This feature is currently released in a beta version. The feature might change in the future. If you want to enable this beta feature, set the environment variable RASA_PRO_BETA_FINE_TUNING_RECIPE=true.

To generate a coverage report, use the --coverage-report option with the rasa test e2e command. You can also specify an output directory for the report with the --coverage-output-path argument. By default, the coverage results are printed to stdout and saved in the e2e_coverage_results directory within your assistant's folder. The report calculates coverage separately for both passing and failing tests.

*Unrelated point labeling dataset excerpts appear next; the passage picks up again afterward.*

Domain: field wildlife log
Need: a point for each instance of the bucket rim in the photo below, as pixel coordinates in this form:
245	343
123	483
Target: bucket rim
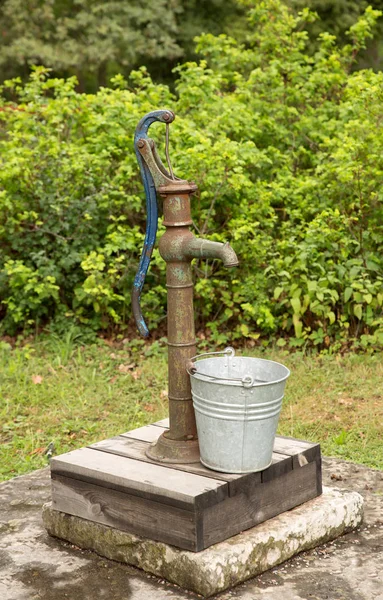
238	382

rasa test e2e <path-to-test-cases> --coverage-report

The specific output artifacts are explained below.

Flow Coverage

Flow coverage report shows the percentage of flow steps that are covered by the E2E tests. Here's an example output:

Flow Name Coverage Num Steps Missing Steps Line Numbers
data/flows/order_pizza.yml::order_pizza 80.00% 5 1 [15-22]
data/flows/add_card.yml::add_card 75.00% 4 1 [10-10]
data/flows/add_contact.yml::add_contact 25.00% 4 3 [22-35, 27-28, 31-32]
data/flows/authenticate_user.yml::authenticate_user 0.00% 5 5 [11-13, 23-24, 16-24, 20-21, 14-15]
data/flows/check_balance.yml::check_balance 0.00% 2 2 [7-7, 6-6]
Total 40.00% 20 12

The Coverage column shows the percentage of steps covered by tests, while the Num Steps column indicates the total steps in each flow. The Missing Steps column lists steps not covered by tests, and Line Numbers indicates where these missing steps are located in the flow files.

important

From the above example, it is evident that majority of data/flows/add_contact.yml::add_contact are not well tested and none of the steps of data/flows/authenticate_user.yml::authenticate_user and data/flows/check_balance.yml::check_balance are tested. The next logical step for the user is to add E2E tests that covers the following flows.

As mentioned, the above analysis is done for both passing and failing tests and the results are also added to the coverage_report_for_passed_tests.csv and coverage_report_for_failed_tests.csv files respectively.

Command Coverage

The tool also outputs the coverage of commands the dialogue understanding module triggers when running the E2E tests. The output is a histogram for passing and failing tests separately in commands_histogram_for_passed_tests.png and commands_histogram_for_failed_tests.png.

Commands histogram examples
Passing / failing tests

Each passing and failing test is added to passed.yml and failed.yml respectively.

By using these tools, you can ensure your assistant is thoroughly tested and any gaps in coverage are identified and addressed.